You’re great at what you do.
But the moment numbers show up, your stomach drops.
I’ve watched too many founders build something real (only) to lose it because they treated money like a side task.
It’s not about being an accountant. It’s about knowing what the numbers mean for your next hire, your next launch, your next breath.
This isn’t theory. I’ve sat in those late-night spreadsheets. Made the wrong call.
Fixed it. Then did it again. Better.
Money Guide Disbusinessfied is that fix.
No jargon. No fluff. Just the financial moves that actually move the needle.
You’ll walk away with a clear path (not) a pile of concepts.
One system. Real steps. Built from doing it wrong first.

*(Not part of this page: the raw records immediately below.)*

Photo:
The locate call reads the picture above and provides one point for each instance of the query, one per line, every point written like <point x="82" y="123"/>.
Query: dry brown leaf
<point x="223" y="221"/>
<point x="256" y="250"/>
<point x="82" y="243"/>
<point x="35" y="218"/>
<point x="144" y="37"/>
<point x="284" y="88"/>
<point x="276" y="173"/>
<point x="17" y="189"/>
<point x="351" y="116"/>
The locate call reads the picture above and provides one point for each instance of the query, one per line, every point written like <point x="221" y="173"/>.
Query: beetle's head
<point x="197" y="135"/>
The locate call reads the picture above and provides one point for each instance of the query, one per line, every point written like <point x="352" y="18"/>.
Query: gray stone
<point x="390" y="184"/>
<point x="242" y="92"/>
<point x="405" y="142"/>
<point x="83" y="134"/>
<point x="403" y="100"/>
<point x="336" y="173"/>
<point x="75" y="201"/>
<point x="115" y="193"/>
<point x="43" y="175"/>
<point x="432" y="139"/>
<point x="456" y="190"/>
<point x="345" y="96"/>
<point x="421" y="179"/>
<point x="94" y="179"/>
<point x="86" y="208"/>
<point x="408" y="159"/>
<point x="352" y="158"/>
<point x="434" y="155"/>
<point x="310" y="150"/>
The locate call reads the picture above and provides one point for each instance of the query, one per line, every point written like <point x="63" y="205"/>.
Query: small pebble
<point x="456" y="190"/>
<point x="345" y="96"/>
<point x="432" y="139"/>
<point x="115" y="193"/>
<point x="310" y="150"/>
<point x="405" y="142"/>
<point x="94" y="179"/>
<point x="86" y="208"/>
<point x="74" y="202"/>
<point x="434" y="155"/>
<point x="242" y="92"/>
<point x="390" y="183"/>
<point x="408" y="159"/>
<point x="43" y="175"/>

Cash Flow Isn’t Profit. It’s Your Next Paycheck
Profit is what shows up on paper. Cash flow is what pays your rent.
I’ve watched smart founders celebrate a profitable month. Then panic when payroll cleared and the bank balance went red.
That’s not theory. That’s Tuesday.
So let’s fix it. Not with jargon. With habits that work.
Systematic invoicing starts with saying “Net 15” out loud. And meaning it. Not Net 30.
Not “whenever.” Set it. Automate the first reminder at day 12. Second at day 16.
Third? A phone call. No exceptions.
You’re not being aggressive. You’re being solvent.
Strategic expense management isn’t about slashing. It’s about asking: What did this cost me last month. And what did it actually deliver?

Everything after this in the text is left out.